De même Saint-Simon a sacrifié
à son
œuvre littéraire une belle carrière de ministre.
Il y a un degré de violence dans l'observation,
de rigueur dans le jugement moral, d'éclat dans l'expression qui exclut la souplesse politique,
l'hypocrisie,
la bassesse sans lesquelles on ne réussit pas dans les affaires publiques.
Les qualités
de Saint-Simon ont quelque chose de gratuit, c'est-à-dire d'essentiellement artistique.
Il n'en peut
rien faire d'utile dans la société; elles ne sont pas à la mesure des intrigants qui entourent
Louis XIV, ni même de Louis XIV.
Un homme de génie perd toujours contre des hommes de talent
SAINT-SIMON se savait-il homme de lettres ? C'est probable.
Bien entendu, il n'en convient
jamais; à chaque instant il s'excuse avec une modestie réelle de son style sauvage, mais il ne
pouvait guère lui échapper que ce style était admirable, d'un mouvement étourdissant, plein de
mots définitifs, de formules, de raccourcis, de trouvailles.
Il écrivait « à la diable », comme dit
Chateaubriand, mais non sans soin; il était plein de passion; ses phrases courent à toute vitesse
les unes
derrière les autres; il s'embrouille, oublie des verbes, accumule les amphibologies, mais
jamais il ne tâtonne, jamais il n'est plat, commun ou poncif.
Ses adjectifs sont inusités, ses verbes
hardis,
ses récits vastes et éclairés comme il faut, ses arguments sans faiblesses.
Il n'est ni délayé
ni sommaire.
Sa
langue qui est belle, savante, populaire, robuste et moderne, n'est pas exempte
de ces recherches délicieuses qui sont la marque de l'écrivain.
On ne peut « avoir du bonheur »
pendant vingt mille pages.
On n'écrit pas vingt mille pages « d'inspiration ».
Il fallait bien que
Saint-Simon connût les ressources de son art.

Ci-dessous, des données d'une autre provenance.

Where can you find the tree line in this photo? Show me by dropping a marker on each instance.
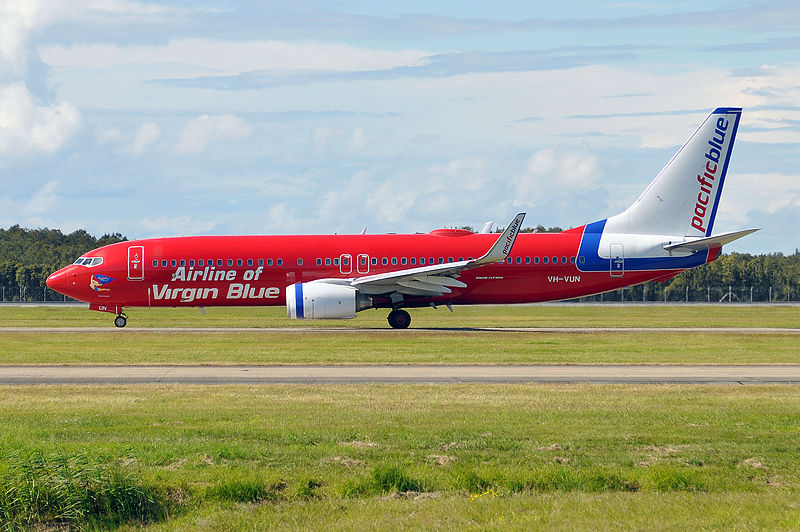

En dépit de la fougue de l'auteur, qui blâme et loue avec une ardeur inlassable, ce qui frappe
dans les Mémoires, c'est le ton de vérité.

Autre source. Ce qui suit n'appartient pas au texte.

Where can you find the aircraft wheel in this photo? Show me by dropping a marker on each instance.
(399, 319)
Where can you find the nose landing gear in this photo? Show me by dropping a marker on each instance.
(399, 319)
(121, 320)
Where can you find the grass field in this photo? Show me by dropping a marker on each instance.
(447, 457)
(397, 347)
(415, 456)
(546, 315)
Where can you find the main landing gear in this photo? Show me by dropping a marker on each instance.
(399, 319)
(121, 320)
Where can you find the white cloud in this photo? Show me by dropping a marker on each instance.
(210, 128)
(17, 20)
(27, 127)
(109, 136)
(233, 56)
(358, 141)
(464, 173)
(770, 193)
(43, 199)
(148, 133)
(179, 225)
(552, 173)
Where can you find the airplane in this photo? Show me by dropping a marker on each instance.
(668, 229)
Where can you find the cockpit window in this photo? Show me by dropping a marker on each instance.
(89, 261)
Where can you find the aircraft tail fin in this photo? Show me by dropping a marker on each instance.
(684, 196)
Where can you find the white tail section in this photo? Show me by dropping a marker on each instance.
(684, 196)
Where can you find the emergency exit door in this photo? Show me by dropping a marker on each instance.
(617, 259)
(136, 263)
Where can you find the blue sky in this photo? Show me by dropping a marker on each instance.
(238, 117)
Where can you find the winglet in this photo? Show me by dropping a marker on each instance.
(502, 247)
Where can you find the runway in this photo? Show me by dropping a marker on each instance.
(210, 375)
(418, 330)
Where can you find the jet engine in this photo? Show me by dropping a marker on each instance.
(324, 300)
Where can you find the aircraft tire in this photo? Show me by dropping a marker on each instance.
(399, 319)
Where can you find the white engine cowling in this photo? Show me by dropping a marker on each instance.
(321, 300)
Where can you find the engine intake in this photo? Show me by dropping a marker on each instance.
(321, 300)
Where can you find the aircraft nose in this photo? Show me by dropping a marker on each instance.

Saint-Simon suit les événements et les êtres avec un instinct
si juste, une si haute absence d'illusions, que derrière ses outrances d'enthousiasme ou de haine, on
voit assez
exactement la réalité.
Quand on sent vivement, on écrit avec chaleur; mais la chaleur
ne fait pas fondre la vérité.
Elle la colore tout juste, et la rend captivante.
Du reste, on n'est pas
maître de taire la vérité une fois qu'on l'a vue : c'est la tentation à laquelle succombent les grandes
âmes.
« C'est même cet amour de la vérité, dit Saint-Simon, qui a le plus nui à ma fortune; je
l'ai senti souvent, mais j'ai préféré la vérité à tout, et je n'ai pu me ployer à aucun déguisement;
je puis dire encore que je l'ai chérie jusque contre moi-même.
» Voilà la profession de foi de l'artiste
le plus
intransigeant, le plus artiste.
Les haines de Saint-Simon se traduisent par des invectives,
non par des calomnies.
D'ailleurs pourquoi l'histoire n'entérinerait-elle pas ces haines? Les motifs
d'un homme de génie ne sont jamais bas, ni futiles.
On peut adopter les antipathies de Saint
Simon.
On peut lui faire confiance : c'était l'homme le plus perspicace de son temps et l'un des
meilleurs
juges d'humanité qui aient existé.
Il ne fait jamais le procès de quelqu'un sans donner
toutes les pièces.
Mais il a un talent infernal pour voir jusqu'au fond des noirceurs.
Dieu sait s'il n'aimait pas Louis XIV et s'il chérissait au contraire le Régent.
Il a beau juger
sévèrement l'un, indulgemment l'autre, la vérité lui coule des doigts.
Elle ne fait pas taire son
cœur, mais elle force son estime ou son mépris.
En fin de compte, le visage de ces deux hommes
qui dominent les Mémoires, ressort avec une exactitude, une abondance de détails et de nuances
qui emportent l'adhésion du lecteur le plus critique.
Saint-Simon n'a guère approché Louis XIV;
il ne l'a pour ainsi dire vu que de loin, derrière plusieurs épaisseurs de courtisans; mais il a tout
de même eu quelques entretiens avec lui; il vivait à Versailles et le suivait dans ses déplacements.
Il l'a épié pendant vingt ans et l'a saisi dans ses attitudes les plus significatives.
La figure qu'il
en donne est celle d'un homme assez borné, égoïste, incroyablement orgueilleux; mais il se dégage
de ce portrait une majesté et une grandeur uniques; c'est le portrait du roi le plus vraiment roi
qui soit jamais apparu sur la surface de la terre.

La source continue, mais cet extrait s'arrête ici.